In the US, firms such as Alexander Brown & Sons became leading currency traders around the 1850s, with new participants beginning to engage in the business of foreign exchange trading by the 1880s.

But perhaps the single biggest event in the history of currency trading happened in the 1870s, when the Gold Standard Monetary System was created.

Before the First World War, there was much less control over international trade, and the consequences of the war caused countries to abandon the gold standard by this time.

In the period of 1899 to 1913 foreign exchange holdings increased by 10.8%, while holdings of gold increased by only 6.3%, marking the importance of the emerging Forex market.

By the end of 1913 nearly half of the world’s foreign exchange was conducted using the pound sterling, but there were only two foreign exchange brokers operating in London.
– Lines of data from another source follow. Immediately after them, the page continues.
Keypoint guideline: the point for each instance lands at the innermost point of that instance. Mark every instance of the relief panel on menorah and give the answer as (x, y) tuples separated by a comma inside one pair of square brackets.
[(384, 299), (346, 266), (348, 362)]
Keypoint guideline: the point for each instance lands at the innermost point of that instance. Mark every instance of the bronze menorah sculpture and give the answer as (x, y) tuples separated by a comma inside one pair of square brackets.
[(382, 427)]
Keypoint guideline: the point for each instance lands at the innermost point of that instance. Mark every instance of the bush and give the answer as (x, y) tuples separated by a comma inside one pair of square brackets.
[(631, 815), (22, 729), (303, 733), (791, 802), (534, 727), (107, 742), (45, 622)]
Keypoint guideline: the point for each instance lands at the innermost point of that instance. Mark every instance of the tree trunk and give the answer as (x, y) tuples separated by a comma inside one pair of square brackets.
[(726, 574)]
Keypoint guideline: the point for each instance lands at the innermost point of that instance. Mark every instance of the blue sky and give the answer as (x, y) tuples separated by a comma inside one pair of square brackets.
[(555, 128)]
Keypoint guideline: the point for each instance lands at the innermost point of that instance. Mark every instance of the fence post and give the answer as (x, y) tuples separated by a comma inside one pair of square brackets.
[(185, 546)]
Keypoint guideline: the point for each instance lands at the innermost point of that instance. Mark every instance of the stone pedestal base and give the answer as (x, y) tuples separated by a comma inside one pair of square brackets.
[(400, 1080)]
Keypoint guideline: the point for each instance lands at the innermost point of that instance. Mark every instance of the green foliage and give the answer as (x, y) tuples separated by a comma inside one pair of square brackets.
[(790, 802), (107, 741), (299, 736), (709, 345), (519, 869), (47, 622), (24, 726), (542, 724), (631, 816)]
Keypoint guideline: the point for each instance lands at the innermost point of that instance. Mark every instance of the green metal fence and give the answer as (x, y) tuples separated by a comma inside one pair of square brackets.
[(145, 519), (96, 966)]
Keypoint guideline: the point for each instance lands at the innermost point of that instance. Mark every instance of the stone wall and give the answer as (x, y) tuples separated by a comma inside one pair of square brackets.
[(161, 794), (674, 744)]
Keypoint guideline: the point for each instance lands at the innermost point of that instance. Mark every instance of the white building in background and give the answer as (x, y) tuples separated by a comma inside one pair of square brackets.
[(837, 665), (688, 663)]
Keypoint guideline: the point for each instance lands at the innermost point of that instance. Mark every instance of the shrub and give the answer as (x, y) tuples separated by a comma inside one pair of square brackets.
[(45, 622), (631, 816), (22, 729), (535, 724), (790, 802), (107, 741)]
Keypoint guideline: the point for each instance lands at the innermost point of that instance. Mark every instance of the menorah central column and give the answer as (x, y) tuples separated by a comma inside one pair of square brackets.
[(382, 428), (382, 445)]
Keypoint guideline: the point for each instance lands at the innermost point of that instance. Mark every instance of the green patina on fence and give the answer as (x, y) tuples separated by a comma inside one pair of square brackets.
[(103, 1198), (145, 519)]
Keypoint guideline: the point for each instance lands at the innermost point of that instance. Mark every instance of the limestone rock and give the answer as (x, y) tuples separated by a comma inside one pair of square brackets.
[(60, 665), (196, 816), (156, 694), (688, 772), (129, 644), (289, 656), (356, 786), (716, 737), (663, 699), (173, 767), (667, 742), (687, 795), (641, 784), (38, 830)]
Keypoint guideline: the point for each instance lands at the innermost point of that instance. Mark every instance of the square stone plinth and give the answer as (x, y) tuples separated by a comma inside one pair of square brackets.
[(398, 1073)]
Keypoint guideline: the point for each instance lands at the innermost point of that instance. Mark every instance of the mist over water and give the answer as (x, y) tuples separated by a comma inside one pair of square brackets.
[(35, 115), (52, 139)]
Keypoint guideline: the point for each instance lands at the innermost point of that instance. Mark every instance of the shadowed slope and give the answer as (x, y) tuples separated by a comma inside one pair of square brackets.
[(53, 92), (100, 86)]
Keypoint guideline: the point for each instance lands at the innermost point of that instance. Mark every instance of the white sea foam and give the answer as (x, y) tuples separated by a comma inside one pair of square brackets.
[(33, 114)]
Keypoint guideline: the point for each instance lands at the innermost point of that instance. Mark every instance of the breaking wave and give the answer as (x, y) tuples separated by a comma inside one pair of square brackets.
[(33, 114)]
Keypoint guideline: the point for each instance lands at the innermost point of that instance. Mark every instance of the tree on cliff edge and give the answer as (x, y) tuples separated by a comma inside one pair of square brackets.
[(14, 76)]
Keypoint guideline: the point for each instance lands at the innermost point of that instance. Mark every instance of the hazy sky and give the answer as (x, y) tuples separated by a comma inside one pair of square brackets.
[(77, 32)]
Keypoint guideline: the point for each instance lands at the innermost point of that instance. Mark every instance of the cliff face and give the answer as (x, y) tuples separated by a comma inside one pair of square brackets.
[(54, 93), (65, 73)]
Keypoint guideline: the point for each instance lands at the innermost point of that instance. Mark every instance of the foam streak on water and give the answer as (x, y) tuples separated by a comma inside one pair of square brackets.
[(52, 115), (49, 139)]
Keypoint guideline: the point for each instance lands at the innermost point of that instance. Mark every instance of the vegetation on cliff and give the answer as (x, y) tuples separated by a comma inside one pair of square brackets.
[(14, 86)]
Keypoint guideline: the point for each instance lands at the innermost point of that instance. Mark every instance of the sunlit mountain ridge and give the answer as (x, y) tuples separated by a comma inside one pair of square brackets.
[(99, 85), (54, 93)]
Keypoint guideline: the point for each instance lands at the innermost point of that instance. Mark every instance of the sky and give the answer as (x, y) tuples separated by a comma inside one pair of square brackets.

The most active trading centers instead were Paris, New York and Berlin.

But by 1928, foreign exchange trading was integral to the financial functioning of the city, and trade in London began to resemble its modern status.

In 1944, the famous Bretton Woods Accord was signed, which allowed currencies to fluctuate within a range of ±1% from the currency's par exchange rate.

During President Nixon’s tenure the Bretton Woods Accord was scrapped along with fixed rates of exchange, resulting in a free-floating currency system.

The ineffectiveness of the Bretton Woods Accord and the European Joint Float had caused the Forex markets to actually close from 1972 to March 1973.

1973 essentially marks the beginning of the modern Forex market, when the state control of foreign exchange ended and complete floating and relatively free market conditions began.

The same year Reuters introduced computer monitors that replaced the old methods of telephone and telex for obtaining trading quotes.

And in the mid-1980s Reuters developed a form of electronic Forex trading that preceded the advent of the Internet that served as a real-time closed network for traders.

Today between $4 to 5 TRILLION are traded in the Forex market each day, making it the largest financial market in the world.